Только кто ж ему поверит?
— Ну, в лес-то она тебя увезет, но что тебе тот лес, если ты не изменишься? Ты все равно останешься собой! — Ух’эр постучал когтем теперь по лбу, проговаривая в такт. — Кус-ком тем-ной пус-то-ты.
Нивен слабо отмахнулся. Коготь был острым, впивался в кожу, пробивал до кости, и было больно, но к боли Нивен привык, а вот к страху — нет. Почему-то стало страшно, что сейчас пойдет кровь, и Аэ увидит.
Испугается и выбросит за борт.
“Не знаю, как, — ответил Нивен на не заданный Ух’эром вопрос. — В лодку же как-то втащила…”
— И может быть, правильно сделает, когда выбросит… — прошептал Ух’эр, уже не над ухом, уже издалека. Шепот вплелся в шорох волн. — Ты ведь опасен, малыш. Для волшебного леса, для нее, для их мира. Мы вместе — опасны. А мы — вместе…
— Отстань! — пробормотал Нивен, отмахнулся еще раз и наконец сел.
Аэ, только что тонкой струной тянувшаяся вверх, шептавшая ветру, опустила взгляд.
Опустилась сама — присела напротив.
— Сон? — спросила, заглянула в глаза.
“Смерть, — подумал Нивен. — Пристала, зараза.

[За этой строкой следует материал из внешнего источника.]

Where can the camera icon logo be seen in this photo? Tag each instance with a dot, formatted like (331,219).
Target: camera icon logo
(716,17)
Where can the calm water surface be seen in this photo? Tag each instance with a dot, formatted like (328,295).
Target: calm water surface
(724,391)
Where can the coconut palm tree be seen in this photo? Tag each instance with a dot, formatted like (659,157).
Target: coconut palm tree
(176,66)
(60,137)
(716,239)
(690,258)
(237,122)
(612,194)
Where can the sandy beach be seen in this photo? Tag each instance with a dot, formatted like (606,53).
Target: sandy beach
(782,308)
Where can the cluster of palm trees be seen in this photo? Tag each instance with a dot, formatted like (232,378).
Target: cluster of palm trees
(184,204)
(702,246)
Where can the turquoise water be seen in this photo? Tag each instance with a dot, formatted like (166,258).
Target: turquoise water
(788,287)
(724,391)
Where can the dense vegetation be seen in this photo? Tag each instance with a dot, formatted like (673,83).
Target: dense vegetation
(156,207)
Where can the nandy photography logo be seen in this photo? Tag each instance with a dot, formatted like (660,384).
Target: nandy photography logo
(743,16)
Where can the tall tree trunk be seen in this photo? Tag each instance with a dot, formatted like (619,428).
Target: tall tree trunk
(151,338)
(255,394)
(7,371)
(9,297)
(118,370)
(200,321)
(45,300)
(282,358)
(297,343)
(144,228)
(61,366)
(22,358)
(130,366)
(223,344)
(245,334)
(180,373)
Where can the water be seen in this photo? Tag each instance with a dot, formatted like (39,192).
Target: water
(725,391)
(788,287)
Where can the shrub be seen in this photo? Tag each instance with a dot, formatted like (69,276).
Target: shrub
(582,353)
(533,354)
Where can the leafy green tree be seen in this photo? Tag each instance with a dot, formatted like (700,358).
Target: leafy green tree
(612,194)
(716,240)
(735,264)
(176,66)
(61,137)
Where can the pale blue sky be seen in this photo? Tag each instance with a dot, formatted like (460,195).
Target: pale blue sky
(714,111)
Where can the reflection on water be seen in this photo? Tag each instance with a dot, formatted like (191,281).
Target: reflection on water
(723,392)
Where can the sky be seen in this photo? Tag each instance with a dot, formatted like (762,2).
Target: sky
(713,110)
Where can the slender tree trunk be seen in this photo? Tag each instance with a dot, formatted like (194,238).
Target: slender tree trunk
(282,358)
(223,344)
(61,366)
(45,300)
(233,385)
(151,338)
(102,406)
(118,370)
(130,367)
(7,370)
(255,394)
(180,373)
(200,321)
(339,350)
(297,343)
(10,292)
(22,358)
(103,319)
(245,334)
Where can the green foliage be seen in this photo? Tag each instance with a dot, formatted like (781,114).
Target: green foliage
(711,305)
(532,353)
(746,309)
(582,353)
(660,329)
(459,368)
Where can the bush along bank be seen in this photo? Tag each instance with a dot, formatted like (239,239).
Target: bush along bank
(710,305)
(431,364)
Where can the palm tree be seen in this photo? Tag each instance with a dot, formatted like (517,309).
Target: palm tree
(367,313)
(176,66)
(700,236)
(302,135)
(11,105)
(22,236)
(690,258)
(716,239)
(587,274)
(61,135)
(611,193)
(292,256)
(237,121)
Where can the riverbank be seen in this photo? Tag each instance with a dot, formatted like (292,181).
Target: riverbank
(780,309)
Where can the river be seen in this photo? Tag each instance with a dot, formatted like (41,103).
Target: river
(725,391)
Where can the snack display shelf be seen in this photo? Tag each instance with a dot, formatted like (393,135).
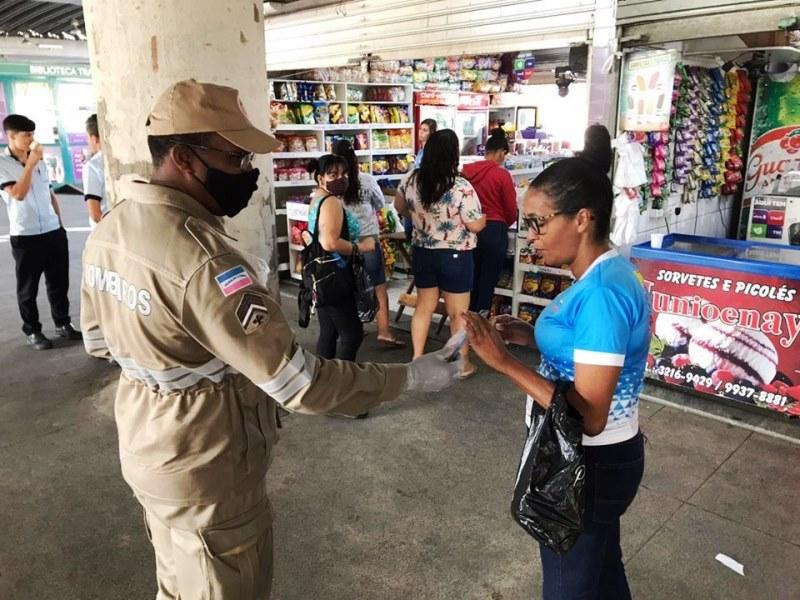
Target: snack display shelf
(380,102)
(343,126)
(518,172)
(392,151)
(286,196)
(301,183)
(296,155)
(531,268)
(725,316)
(517,251)
(533,300)
(392,126)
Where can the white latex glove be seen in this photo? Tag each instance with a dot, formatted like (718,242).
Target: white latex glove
(432,373)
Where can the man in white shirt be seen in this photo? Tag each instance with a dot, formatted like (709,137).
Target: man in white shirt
(38,239)
(94,188)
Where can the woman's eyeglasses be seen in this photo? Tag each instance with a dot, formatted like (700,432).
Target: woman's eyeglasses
(535,224)
(245,159)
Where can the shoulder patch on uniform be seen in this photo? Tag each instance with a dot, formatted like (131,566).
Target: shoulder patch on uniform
(252,312)
(233,280)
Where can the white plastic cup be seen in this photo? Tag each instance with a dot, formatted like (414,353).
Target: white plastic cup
(657,240)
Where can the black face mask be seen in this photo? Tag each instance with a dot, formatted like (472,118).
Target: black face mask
(232,191)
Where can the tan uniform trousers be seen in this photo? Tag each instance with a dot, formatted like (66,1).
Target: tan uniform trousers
(217,551)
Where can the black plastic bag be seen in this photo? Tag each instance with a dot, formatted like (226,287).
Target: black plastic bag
(366,298)
(305,301)
(328,276)
(549,495)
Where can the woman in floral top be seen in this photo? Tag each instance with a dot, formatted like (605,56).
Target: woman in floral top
(447,217)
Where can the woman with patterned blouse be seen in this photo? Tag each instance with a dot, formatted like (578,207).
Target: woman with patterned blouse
(447,217)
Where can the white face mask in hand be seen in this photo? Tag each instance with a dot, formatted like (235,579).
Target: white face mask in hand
(435,371)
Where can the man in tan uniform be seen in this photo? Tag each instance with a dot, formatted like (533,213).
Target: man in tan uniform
(205,353)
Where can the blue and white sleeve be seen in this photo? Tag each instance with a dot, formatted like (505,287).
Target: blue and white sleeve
(602,329)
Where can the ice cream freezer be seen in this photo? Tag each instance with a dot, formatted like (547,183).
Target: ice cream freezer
(725,318)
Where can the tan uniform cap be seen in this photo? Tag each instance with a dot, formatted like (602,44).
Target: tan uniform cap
(190,106)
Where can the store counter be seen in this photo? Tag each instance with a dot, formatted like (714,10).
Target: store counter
(726,318)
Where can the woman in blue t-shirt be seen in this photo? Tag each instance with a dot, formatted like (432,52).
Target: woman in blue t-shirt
(596,334)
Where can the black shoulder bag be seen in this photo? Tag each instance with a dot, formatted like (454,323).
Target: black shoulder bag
(549,496)
(327,277)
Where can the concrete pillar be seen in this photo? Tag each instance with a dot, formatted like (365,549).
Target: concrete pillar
(138,48)
(603,85)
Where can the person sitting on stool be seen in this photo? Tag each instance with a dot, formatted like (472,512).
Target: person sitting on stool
(37,236)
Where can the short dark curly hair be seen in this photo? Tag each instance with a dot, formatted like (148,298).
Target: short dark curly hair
(18,123)
(160,145)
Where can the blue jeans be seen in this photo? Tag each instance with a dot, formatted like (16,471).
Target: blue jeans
(593,569)
(489,256)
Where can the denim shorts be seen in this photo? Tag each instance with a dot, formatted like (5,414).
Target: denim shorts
(451,271)
(376,270)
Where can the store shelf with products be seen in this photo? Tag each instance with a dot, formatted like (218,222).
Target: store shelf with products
(309,117)
(293,184)
(525,287)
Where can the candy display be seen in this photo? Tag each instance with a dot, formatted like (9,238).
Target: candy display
(388,223)
(531,283)
(392,165)
(392,139)
(458,73)
(701,156)
(298,227)
(738,92)
(506,280)
(529,312)
(386,94)
(500,306)
(359,141)
(297,143)
(291,170)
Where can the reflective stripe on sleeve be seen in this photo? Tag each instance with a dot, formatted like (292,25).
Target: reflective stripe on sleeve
(292,378)
(603,359)
(94,341)
(175,378)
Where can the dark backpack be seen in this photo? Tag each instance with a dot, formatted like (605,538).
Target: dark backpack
(328,278)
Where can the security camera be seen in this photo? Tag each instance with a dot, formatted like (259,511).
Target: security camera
(564,76)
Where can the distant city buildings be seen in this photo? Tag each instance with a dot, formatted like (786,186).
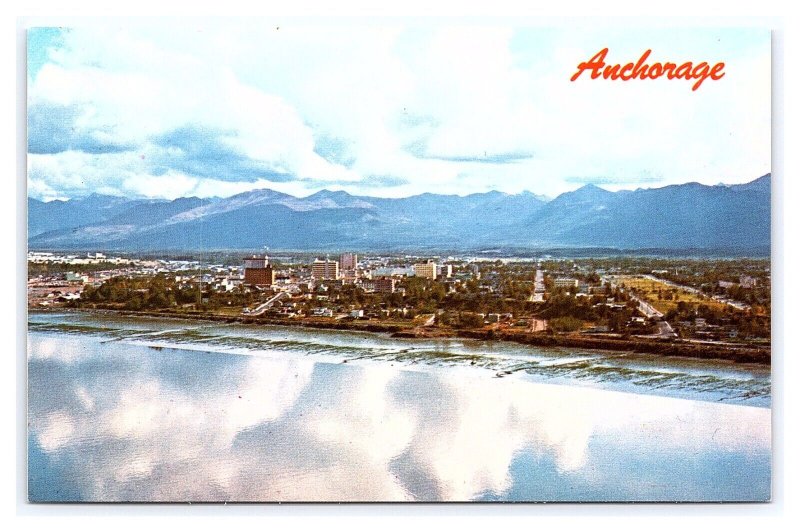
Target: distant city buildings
(258,272)
(325,270)
(427,270)
(385,285)
(348,261)
(565,282)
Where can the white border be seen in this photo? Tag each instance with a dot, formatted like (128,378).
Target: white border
(619,516)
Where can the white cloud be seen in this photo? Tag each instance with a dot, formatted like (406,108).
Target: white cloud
(438,106)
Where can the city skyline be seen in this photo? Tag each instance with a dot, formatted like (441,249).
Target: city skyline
(383,110)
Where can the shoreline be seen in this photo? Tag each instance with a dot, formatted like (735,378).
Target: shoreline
(666,348)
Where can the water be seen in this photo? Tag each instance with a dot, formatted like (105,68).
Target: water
(167,410)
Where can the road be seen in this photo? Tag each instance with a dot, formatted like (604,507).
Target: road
(263,307)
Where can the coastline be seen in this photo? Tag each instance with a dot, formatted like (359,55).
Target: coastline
(667,348)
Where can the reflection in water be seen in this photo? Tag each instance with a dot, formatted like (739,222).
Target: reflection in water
(119,422)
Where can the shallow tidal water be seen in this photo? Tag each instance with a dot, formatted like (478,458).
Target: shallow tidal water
(124,409)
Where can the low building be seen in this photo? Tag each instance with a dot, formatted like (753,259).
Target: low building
(348,261)
(325,270)
(258,272)
(427,270)
(565,282)
(444,271)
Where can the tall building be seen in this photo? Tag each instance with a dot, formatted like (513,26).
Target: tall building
(385,285)
(348,261)
(257,271)
(324,270)
(425,269)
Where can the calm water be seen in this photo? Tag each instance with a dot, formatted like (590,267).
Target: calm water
(167,410)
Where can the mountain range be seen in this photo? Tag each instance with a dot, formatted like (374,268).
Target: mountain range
(684,216)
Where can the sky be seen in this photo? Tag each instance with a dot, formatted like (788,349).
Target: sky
(384,108)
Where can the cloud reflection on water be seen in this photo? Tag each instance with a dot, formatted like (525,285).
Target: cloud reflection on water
(174,425)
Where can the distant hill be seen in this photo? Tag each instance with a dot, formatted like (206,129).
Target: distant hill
(673,217)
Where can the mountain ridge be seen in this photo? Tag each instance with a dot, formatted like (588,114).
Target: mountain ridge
(685,215)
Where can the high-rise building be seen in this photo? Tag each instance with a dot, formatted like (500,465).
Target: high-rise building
(384,284)
(257,271)
(426,270)
(348,261)
(324,270)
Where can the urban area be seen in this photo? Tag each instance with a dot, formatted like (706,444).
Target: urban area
(722,302)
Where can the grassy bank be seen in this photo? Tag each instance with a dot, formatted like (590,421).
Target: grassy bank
(669,348)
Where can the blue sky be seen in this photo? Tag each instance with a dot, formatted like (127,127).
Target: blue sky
(217,108)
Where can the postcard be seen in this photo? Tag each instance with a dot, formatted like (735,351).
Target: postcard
(397,261)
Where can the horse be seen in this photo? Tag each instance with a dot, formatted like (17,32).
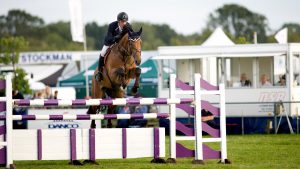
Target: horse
(121,66)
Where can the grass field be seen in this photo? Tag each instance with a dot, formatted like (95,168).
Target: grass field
(248,151)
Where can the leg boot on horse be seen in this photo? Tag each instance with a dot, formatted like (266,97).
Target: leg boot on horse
(99,75)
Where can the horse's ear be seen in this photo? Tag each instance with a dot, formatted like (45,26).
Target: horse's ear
(129,33)
(140,31)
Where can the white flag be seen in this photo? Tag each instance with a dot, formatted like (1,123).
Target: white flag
(76,20)
(281,36)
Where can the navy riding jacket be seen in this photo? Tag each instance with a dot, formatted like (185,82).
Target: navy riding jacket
(113,31)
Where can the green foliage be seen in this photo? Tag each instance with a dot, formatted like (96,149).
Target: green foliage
(241,40)
(239,22)
(10,48)
(244,151)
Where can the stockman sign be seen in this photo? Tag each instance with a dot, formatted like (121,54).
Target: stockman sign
(59,124)
(48,57)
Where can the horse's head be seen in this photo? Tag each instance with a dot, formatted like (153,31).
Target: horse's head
(135,45)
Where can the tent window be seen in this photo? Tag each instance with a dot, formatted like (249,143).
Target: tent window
(280,70)
(296,70)
(238,72)
(265,69)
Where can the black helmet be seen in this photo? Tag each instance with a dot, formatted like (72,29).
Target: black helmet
(122,16)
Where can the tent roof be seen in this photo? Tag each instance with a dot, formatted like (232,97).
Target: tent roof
(218,38)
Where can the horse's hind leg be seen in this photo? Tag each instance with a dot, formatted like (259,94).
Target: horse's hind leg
(137,81)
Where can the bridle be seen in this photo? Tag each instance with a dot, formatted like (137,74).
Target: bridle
(126,53)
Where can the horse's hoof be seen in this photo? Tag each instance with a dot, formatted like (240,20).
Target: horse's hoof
(75,162)
(90,162)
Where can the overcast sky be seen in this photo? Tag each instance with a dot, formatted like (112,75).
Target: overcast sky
(185,16)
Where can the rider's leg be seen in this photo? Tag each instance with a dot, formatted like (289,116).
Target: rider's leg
(99,75)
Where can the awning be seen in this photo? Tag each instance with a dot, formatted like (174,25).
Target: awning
(194,52)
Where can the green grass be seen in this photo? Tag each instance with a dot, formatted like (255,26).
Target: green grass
(248,151)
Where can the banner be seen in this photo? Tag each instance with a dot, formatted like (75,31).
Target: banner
(77,27)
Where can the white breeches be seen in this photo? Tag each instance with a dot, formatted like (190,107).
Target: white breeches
(103,51)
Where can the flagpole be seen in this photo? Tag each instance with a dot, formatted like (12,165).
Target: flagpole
(85,63)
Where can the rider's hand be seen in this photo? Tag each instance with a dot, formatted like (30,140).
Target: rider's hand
(117,37)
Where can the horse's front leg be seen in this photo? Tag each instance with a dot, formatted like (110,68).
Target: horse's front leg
(137,73)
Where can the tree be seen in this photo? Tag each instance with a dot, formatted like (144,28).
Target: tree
(10,48)
(19,23)
(239,22)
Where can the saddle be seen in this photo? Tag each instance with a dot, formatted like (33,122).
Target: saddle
(107,53)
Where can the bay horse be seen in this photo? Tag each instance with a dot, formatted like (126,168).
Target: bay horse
(121,66)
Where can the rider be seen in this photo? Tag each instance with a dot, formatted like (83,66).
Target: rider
(113,35)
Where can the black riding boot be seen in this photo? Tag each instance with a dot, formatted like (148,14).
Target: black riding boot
(99,75)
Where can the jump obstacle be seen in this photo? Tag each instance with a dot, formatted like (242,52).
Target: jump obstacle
(76,144)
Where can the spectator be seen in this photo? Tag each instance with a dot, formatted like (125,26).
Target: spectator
(55,94)
(19,124)
(264,81)
(48,94)
(123,110)
(281,81)
(244,81)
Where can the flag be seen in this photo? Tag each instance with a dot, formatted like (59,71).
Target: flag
(281,36)
(76,20)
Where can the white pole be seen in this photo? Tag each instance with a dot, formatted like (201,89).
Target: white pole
(223,124)
(85,63)
(172,94)
(197,119)
(9,127)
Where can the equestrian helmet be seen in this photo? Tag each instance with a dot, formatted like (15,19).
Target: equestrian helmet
(122,16)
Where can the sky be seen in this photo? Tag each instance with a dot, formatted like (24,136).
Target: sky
(185,16)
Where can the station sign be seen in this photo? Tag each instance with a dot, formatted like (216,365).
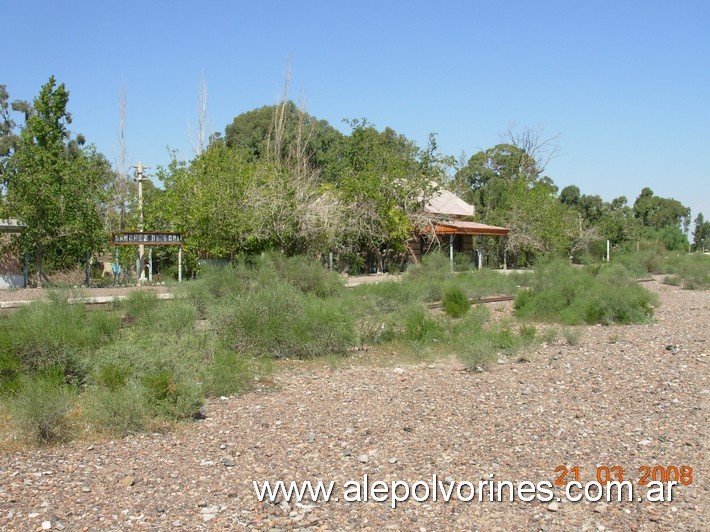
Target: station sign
(127,238)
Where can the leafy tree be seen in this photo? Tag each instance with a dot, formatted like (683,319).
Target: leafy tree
(657,212)
(54,183)
(506,185)
(570,195)
(251,133)
(384,181)
(701,234)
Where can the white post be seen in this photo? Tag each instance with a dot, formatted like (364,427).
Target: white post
(480,252)
(451,251)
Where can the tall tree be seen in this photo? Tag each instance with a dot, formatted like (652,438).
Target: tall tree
(55,185)
(656,212)
(701,233)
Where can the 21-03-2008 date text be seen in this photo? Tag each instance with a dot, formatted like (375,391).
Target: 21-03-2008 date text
(680,474)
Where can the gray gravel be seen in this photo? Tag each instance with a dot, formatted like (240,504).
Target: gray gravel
(621,397)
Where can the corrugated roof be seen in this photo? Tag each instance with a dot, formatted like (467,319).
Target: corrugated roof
(448,204)
(469,228)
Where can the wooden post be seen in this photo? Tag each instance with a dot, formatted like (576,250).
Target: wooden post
(87,271)
(180,264)
(451,251)
(26,269)
(480,252)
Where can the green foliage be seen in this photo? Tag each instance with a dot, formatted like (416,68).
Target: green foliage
(251,132)
(419,326)
(41,406)
(121,410)
(53,334)
(171,395)
(228,374)
(141,304)
(572,296)
(54,184)
(659,213)
(701,233)
(572,336)
(455,301)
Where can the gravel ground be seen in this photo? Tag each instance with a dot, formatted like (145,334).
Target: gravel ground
(629,396)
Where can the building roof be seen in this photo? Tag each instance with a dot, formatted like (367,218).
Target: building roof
(448,204)
(459,227)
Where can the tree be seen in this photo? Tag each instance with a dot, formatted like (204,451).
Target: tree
(9,136)
(656,212)
(55,184)
(570,196)
(701,233)
(384,180)
(251,132)
(507,187)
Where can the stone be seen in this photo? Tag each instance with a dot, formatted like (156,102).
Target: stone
(227,461)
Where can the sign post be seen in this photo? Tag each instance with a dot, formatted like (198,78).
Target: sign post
(150,239)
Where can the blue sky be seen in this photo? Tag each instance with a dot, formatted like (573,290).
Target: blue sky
(624,85)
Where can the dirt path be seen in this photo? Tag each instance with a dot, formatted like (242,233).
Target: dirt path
(625,396)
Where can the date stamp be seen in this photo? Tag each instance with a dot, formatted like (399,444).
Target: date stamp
(644,475)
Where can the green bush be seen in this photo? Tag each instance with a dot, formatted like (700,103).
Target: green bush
(280,321)
(419,326)
(41,406)
(121,410)
(572,296)
(476,351)
(140,305)
(228,374)
(573,336)
(455,302)
(170,396)
(52,334)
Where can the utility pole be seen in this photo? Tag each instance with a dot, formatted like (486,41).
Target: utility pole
(140,259)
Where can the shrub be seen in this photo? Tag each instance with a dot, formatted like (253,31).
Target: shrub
(455,301)
(53,334)
(590,295)
(419,326)
(121,410)
(141,304)
(280,321)
(170,396)
(476,351)
(41,407)
(229,373)
(573,336)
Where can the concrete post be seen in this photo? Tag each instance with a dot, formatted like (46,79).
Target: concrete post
(480,252)
(180,264)
(451,251)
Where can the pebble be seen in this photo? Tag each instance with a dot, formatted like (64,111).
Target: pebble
(227,461)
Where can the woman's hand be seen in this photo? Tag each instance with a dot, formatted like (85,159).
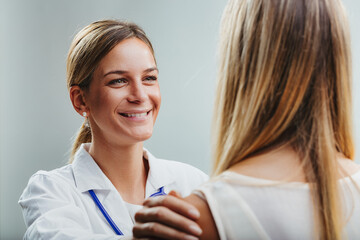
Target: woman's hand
(167,217)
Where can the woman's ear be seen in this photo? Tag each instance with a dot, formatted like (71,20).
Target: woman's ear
(78,100)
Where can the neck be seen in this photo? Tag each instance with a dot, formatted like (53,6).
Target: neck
(124,166)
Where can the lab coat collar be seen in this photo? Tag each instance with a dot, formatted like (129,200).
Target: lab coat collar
(159,176)
(88,174)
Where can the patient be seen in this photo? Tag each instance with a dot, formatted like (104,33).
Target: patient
(283,144)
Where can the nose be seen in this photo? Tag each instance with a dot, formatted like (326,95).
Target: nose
(137,92)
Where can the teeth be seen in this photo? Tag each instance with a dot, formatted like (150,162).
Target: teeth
(135,114)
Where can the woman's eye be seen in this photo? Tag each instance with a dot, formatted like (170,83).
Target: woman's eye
(117,81)
(151,78)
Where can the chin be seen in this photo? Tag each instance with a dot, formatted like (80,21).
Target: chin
(143,136)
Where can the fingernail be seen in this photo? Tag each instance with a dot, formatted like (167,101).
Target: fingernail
(195,229)
(194,213)
(189,237)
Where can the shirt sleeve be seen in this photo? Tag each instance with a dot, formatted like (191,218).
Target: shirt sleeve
(50,212)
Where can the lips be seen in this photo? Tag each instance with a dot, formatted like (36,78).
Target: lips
(135,114)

Как ее отвадить?”
— Пустяки, — ответил ей и снова закрыл глаза.
“Не спи! — подумал, чувствуя на себе пронзительно ледяной взгляд. — Не хочешь за борт — не спи! А то уже смотрит. Подозревает. Руки, небось, чешутся. Просто лежи. Не шевелись. Прикинься мертвым. Но не слишком. Ты же не хочешь за борт…”
Путь обещал быть долгим.
***
— Что он делает? — спросила Тэхэ из-за плеча.
Лаэф обернулся к ней.
Тэхэ с каждым днем умирала. Ссыхалась. И уже с большим трудом носила свои роскошные рога — так и норовила не вовремя склонить голову. Никто другой не был тут там несчастен, как она. Никто другой не был так связан с самой жизнью — с ручьями и травами, деревьями, птицами, зверями, рыбами, никто другой так не водил белой ладонью по мерцающей глади ручья, никто так не питал саму жизнь собой и так не питался от жизни.
— Ищет выход, — ответил Лаэф.
Теперь она стала некрасивой.
Нежная когда-то кожа растрескалась тяжелыми глубокими морщинами, под погасшими глазами легли черные тени. Она стала похожей на высохшее дерево.
“Рога того и гляди отвалятся, — бормотал Ух’эр, когда она бесшумной тенью проходила мимо, спешно добавлял. — Чур, мои!”
И звонко хохотал.
Лаэф усмехался ему в ответ, но Тэхэ было жаль. Она единственная из всех Шестерых была хоть немного живой — не успела умереть внутри до того, как умереть вообще. Спряталась, скрылась от них в лесах, и когда они огнем выжигали сердца друг друга — обнималась-миловалась с ланями да волками.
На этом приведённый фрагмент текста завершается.